Federal authorities have arrested a 23-year-old Taiwanese national and charged him with operating an online marketplace that sold $100 million worth of illegal drugs, including fentanyl, cocaine, methamphetamine, heroin, LSD, and ketamine.
Authorities say Rui Xian Lin operated and owned Secret Market, an online marketplace on the dark web that users from all over the world visit to buy and sell illegal drugs, for about four years, authorities said. Marketplaces facilitated transactions using many of the same features that legitimate e-commerce sites offer, such as buyer and user registration, branding, advertising, and customer service. When a registered purchaser accesses the site using her Tor browser, she sees the following image.

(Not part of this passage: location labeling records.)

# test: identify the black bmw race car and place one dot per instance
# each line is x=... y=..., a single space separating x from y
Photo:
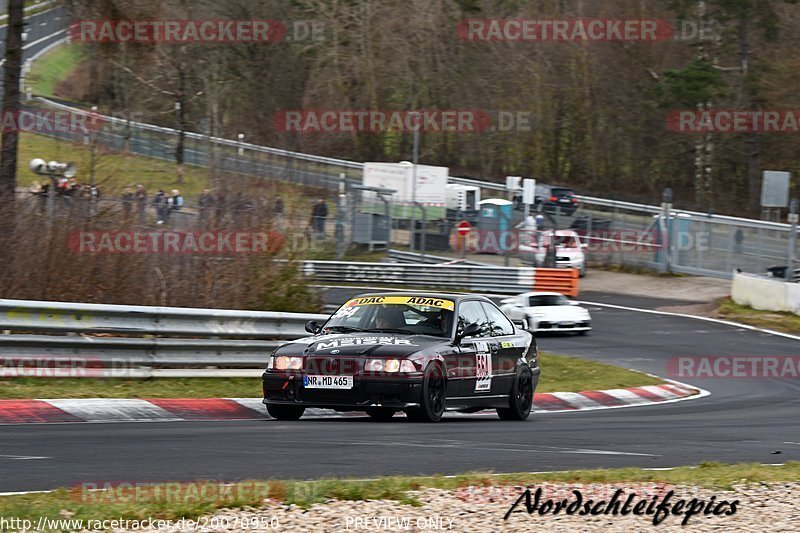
x=421 y=353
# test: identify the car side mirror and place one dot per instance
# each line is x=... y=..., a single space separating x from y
x=469 y=331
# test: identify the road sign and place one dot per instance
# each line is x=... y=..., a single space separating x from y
x=775 y=189
x=528 y=191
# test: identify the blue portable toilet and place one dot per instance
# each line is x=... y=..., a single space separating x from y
x=495 y=221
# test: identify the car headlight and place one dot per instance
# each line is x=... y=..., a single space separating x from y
x=374 y=365
x=283 y=362
x=389 y=365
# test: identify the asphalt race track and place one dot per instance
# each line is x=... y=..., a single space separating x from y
x=742 y=420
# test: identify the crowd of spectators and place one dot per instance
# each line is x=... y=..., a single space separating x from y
x=235 y=209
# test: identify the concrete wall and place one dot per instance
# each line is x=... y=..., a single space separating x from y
x=764 y=293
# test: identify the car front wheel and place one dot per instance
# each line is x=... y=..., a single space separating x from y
x=432 y=396
x=521 y=398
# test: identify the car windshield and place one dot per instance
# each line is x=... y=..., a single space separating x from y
x=562 y=241
x=547 y=299
x=412 y=315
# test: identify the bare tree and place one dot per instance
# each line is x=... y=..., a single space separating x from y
x=11 y=104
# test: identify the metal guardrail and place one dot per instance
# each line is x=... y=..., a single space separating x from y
x=452 y=277
x=67 y=333
x=411 y=257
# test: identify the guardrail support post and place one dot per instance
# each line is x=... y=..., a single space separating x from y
x=793 y=218
x=664 y=228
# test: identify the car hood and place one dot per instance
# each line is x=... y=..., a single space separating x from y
x=360 y=344
x=558 y=312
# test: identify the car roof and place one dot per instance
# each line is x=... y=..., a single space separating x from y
x=456 y=296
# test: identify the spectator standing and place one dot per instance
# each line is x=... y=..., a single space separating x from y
x=160 y=203
x=319 y=215
x=141 y=201
x=127 y=201
x=174 y=202
x=277 y=212
x=206 y=203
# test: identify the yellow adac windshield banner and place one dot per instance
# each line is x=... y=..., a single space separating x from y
x=409 y=300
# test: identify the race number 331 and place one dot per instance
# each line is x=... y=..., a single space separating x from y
x=483 y=372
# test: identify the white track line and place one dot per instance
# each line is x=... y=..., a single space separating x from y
x=696 y=317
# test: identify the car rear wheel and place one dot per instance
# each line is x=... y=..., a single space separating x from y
x=432 y=397
x=382 y=414
x=285 y=412
x=521 y=397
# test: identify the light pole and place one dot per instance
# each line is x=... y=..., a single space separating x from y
x=52 y=170
x=414 y=161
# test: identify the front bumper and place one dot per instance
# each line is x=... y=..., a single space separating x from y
x=545 y=326
x=399 y=393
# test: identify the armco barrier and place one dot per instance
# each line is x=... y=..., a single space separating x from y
x=444 y=276
x=43 y=337
x=563 y=280
x=434 y=277
x=766 y=294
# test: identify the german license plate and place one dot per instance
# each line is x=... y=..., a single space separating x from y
x=328 y=382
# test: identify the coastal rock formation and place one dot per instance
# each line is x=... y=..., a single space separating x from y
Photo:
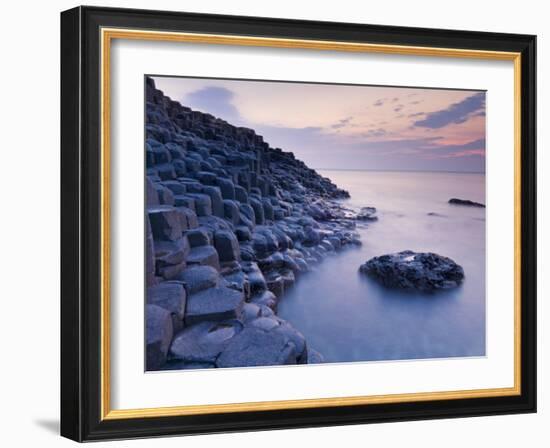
x=231 y=224
x=456 y=201
x=422 y=271
x=367 y=214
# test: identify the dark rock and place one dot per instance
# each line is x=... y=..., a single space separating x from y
x=158 y=322
x=214 y=304
x=414 y=271
x=203 y=204
x=199 y=278
x=165 y=222
x=204 y=341
x=456 y=201
x=215 y=199
x=367 y=214
x=227 y=245
x=256 y=347
x=198 y=237
x=204 y=256
x=168 y=295
x=314 y=357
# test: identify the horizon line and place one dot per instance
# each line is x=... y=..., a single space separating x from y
x=399 y=171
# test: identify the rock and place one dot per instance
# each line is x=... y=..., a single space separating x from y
x=199 y=278
x=314 y=357
x=251 y=311
x=165 y=222
x=456 y=201
x=256 y=347
x=227 y=188
x=203 y=203
x=265 y=298
x=414 y=271
x=367 y=214
x=204 y=341
x=149 y=254
x=231 y=211
x=170 y=296
x=204 y=256
x=227 y=246
x=158 y=333
x=214 y=304
x=198 y=237
x=215 y=199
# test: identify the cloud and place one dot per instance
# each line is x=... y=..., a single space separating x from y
x=342 y=123
x=217 y=101
x=456 y=113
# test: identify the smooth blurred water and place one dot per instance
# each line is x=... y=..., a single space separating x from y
x=348 y=317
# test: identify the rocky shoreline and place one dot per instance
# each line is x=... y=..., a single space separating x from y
x=231 y=224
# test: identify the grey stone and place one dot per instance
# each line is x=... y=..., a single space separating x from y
x=170 y=296
x=165 y=222
x=198 y=278
x=198 y=237
x=424 y=271
x=158 y=334
x=203 y=203
x=215 y=199
x=256 y=347
x=227 y=245
x=204 y=341
x=214 y=304
x=204 y=256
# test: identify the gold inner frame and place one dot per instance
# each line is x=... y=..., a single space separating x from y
x=107 y=35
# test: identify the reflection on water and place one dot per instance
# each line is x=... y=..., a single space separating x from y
x=349 y=317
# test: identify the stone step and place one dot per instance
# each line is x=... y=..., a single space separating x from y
x=214 y=304
x=204 y=256
x=198 y=278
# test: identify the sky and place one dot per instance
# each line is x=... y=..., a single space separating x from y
x=336 y=126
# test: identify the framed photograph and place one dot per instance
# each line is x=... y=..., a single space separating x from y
x=276 y=224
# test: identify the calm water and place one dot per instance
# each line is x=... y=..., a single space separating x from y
x=348 y=317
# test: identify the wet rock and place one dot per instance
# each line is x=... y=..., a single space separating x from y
x=367 y=214
x=214 y=304
x=158 y=333
x=204 y=256
x=199 y=278
x=204 y=341
x=170 y=296
x=314 y=357
x=410 y=270
x=227 y=246
x=203 y=204
x=256 y=347
x=166 y=223
x=198 y=237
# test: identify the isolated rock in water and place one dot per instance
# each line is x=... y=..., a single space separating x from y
x=367 y=214
x=456 y=201
x=410 y=270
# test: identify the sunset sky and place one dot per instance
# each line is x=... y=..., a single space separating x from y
x=349 y=127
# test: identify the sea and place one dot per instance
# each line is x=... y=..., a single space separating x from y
x=349 y=317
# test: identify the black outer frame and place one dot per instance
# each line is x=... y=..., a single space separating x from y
x=80 y=223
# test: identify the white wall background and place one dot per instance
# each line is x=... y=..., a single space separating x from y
x=29 y=236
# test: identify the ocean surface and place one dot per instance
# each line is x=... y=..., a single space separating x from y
x=347 y=316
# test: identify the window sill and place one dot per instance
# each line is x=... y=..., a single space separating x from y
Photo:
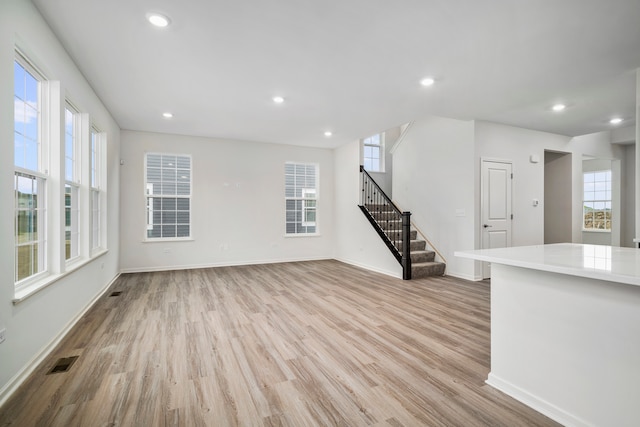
x=168 y=240
x=35 y=287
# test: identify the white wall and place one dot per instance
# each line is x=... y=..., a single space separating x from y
x=385 y=179
x=35 y=323
x=356 y=242
x=434 y=179
x=238 y=207
x=517 y=144
x=628 y=196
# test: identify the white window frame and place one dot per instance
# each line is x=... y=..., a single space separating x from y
x=598 y=200
x=150 y=199
x=40 y=176
x=301 y=205
x=367 y=143
x=73 y=181
x=97 y=190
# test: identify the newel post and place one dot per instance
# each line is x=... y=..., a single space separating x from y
x=406 y=245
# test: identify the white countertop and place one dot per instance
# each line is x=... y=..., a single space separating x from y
x=611 y=263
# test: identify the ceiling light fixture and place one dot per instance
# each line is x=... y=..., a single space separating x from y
x=427 y=81
x=158 y=20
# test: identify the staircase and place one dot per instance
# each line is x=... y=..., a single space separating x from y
x=394 y=228
x=423 y=262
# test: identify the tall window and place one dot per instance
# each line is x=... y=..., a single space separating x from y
x=301 y=198
x=373 y=153
x=168 y=194
x=72 y=183
x=30 y=173
x=597 y=201
x=96 y=196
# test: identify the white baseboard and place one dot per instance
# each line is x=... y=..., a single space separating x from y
x=559 y=415
x=16 y=381
x=216 y=264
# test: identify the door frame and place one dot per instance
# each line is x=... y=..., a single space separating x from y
x=485 y=269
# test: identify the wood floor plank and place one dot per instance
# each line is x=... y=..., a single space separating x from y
x=315 y=343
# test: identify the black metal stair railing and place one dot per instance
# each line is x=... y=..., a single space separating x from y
x=392 y=225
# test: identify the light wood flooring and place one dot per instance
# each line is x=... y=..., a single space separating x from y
x=296 y=344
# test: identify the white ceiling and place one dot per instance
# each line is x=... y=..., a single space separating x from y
x=353 y=66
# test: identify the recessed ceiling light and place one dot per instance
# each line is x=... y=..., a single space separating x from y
x=427 y=81
x=158 y=20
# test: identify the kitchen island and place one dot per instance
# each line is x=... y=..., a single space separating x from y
x=565 y=330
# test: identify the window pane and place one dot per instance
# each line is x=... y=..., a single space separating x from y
x=300 y=194
x=182 y=204
x=170 y=175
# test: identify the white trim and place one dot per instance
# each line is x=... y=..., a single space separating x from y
x=535 y=402
x=219 y=264
x=26 y=291
x=21 y=376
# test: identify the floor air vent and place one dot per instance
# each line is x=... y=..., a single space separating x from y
x=63 y=365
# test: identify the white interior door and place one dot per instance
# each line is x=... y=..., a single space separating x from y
x=496 y=207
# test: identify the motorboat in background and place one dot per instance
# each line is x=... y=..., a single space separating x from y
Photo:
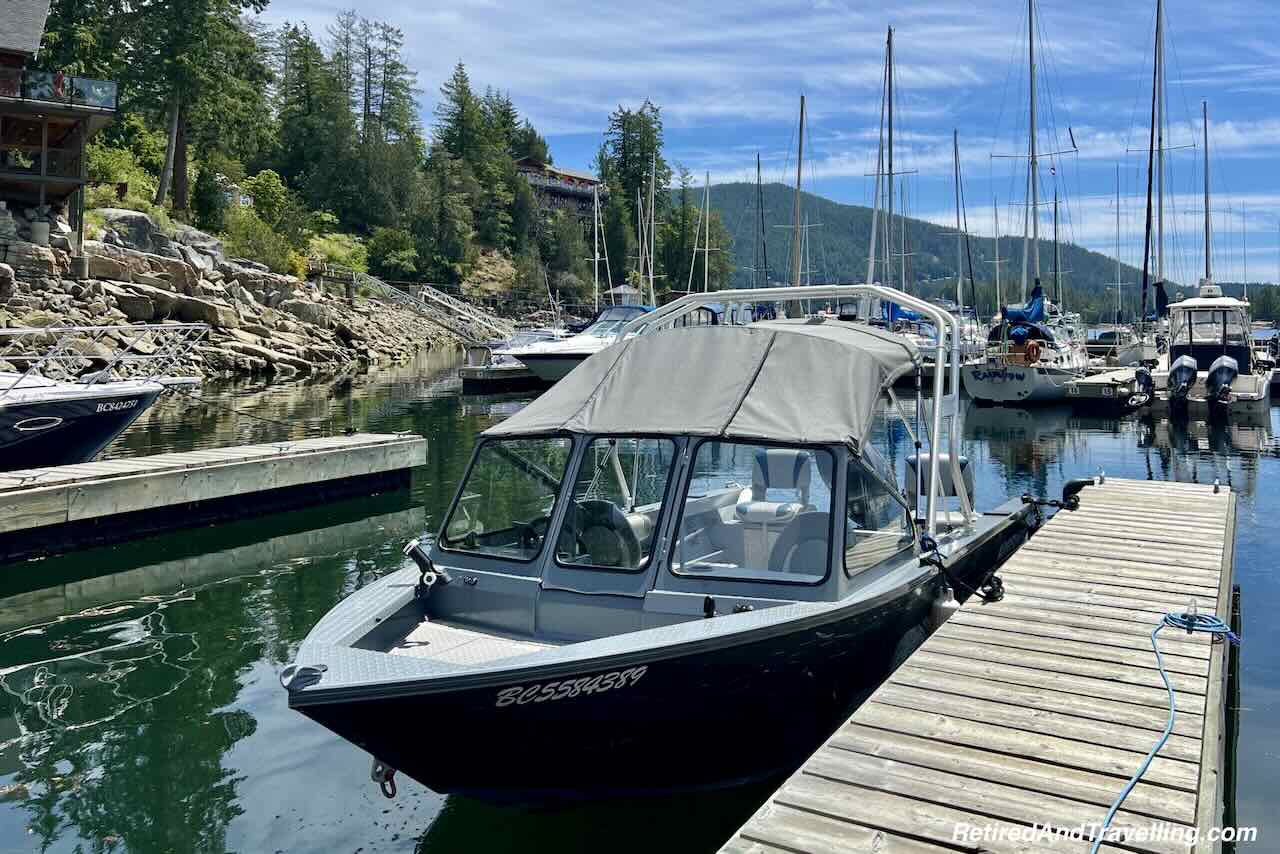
x=489 y=368
x=1211 y=362
x=632 y=563
x=64 y=396
x=551 y=360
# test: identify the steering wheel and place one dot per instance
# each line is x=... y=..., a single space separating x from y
x=602 y=531
x=531 y=533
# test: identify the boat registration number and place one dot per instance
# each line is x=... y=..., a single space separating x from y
x=570 y=688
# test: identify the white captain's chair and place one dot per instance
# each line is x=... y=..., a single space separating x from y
x=763 y=519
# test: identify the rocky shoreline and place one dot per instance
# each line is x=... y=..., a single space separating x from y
x=260 y=323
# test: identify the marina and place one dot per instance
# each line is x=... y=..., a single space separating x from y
x=1047 y=727
x=416 y=451
x=1016 y=451
x=65 y=507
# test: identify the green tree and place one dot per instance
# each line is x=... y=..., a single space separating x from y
x=392 y=254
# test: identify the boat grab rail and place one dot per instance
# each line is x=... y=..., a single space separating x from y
x=64 y=359
x=945 y=327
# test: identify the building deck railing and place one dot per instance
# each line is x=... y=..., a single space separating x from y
x=55 y=87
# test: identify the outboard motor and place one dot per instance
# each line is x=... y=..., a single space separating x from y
x=1182 y=377
x=1143 y=387
x=1221 y=374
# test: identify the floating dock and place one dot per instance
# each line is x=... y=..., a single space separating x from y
x=1034 y=711
x=54 y=510
x=1105 y=389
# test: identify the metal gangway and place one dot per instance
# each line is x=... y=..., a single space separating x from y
x=474 y=325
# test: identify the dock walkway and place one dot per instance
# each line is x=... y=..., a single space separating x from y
x=1034 y=711
x=63 y=507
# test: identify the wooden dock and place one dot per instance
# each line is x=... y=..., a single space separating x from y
x=1105 y=389
x=1036 y=711
x=64 y=507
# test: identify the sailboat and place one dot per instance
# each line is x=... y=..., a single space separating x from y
x=1033 y=351
x=1210 y=361
x=882 y=251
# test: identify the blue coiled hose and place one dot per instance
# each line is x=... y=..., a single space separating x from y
x=1189 y=622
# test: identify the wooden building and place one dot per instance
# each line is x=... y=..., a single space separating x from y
x=560 y=188
x=45 y=120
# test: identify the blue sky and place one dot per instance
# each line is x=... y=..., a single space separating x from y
x=728 y=76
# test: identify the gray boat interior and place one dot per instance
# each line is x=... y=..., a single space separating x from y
x=583 y=543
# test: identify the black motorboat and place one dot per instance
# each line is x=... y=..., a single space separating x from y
x=64 y=409
x=648 y=585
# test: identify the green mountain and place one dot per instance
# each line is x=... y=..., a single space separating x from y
x=837 y=250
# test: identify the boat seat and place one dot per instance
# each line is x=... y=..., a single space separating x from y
x=803 y=547
x=762 y=516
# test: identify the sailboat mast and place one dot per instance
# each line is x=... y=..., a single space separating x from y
x=1118 y=242
x=653 y=225
x=995 y=213
x=595 y=245
x=955 y=155
x=880 y=173
x=888 y=222
x=1160 y=140
x=1057 y=257
x=1208 y=254
x=707 y=231
x=1033 y=169
x=795 y=213
x=759 y=204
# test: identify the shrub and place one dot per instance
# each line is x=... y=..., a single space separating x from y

The site allowed buyers to search for their drug of choice from thousands of listings. KrebsOnSecurity reported that the service was launched in October 2020 and offers both buyers and sellers between $100 and $2,000 in exchange for operators not publishing text messages or transaction records indicating their participation in the market. It was shut down in March last year after extorting US dollar fees. Incognito facilitated the sale of more than $100 million in drugs in his 41 months that his market was open. By June 2023, the site was generating $5 million in monthly sales.
Using multiple spellings of online handles, including Pharaoh, “Lin has over 1,000 vendors (those who sell drugs on the secret market), over 200,000 customers (those who buy drugs on the secret market); “He ultimately controlled at least one” other employee who assisted Lin in managing the site,” prosecutors alleged in the indictment unsealed Monday.
To facilitate the market, the site has created its own bank that allows users to deposit cryptocurrencies into their accounts.
Once a trade is made, funds are transferred from the buyer's account to the seller's account, less a 5% fee collected by Secret Market. This arrangement allowed buyers and sellers to remain anonymous to each other. The site also made money by charging sellers an initial admission fee.
Over the course of Incognito's history, Incognito has generated $83.6 million in sales, and Mr. Lin and his associates have earned about $4.2 million in fees and admissions. Prosecutors say Lin collected millions of dollars in profits.
“For about four years, Rui Xian Ling operated Incognito Market, one of the largest online platforms for drug sales, conducting illegal drug transactions worth $100 million and making millions of dollars worth of personal James Smith, deputy director of the FBI's New York field office, said in a statement. “Lin's alleged operation offered the purchase of deadly drugs and counterfeit prescription drugs on a global scale, with the promise of anonymity.”
The substances available included narcotics and counterfeit prescription drugs, including heroin, cocaine, LSD, MDMA, oxycodone, methamphetamine, ketamine, and alprazolam. In the indictment, federal prosecutors included the following screenshot as an example of products available on Incognito Market.
“The listings included prescription drugs that were advertised as authentic but were not,” federal officials said. “For example, in November 2023, undercover agents received several pills purporting to be Oxycodone that had been purchased from the Incognito Market. Upon testing these pills, we found that they were not genuine Oxycodone at all and were in fact It turned out to be a fentanyl pill.”
Lin was arrested at John F. Kennedy Airport on Saturday and was scheduled to appear in federal court in Manhattan on Monday afternoon. It is unclear whether Lin has filed a petition.
If convicted, Lin faces a minimum life sentence for continuing criminal conduct, a maximum life sentence for the drug conspiracy count, a maximum 20 years in prison for money laundering, and a maximum five years in prison for conspiracy to sell adulterated and misbranded drugs.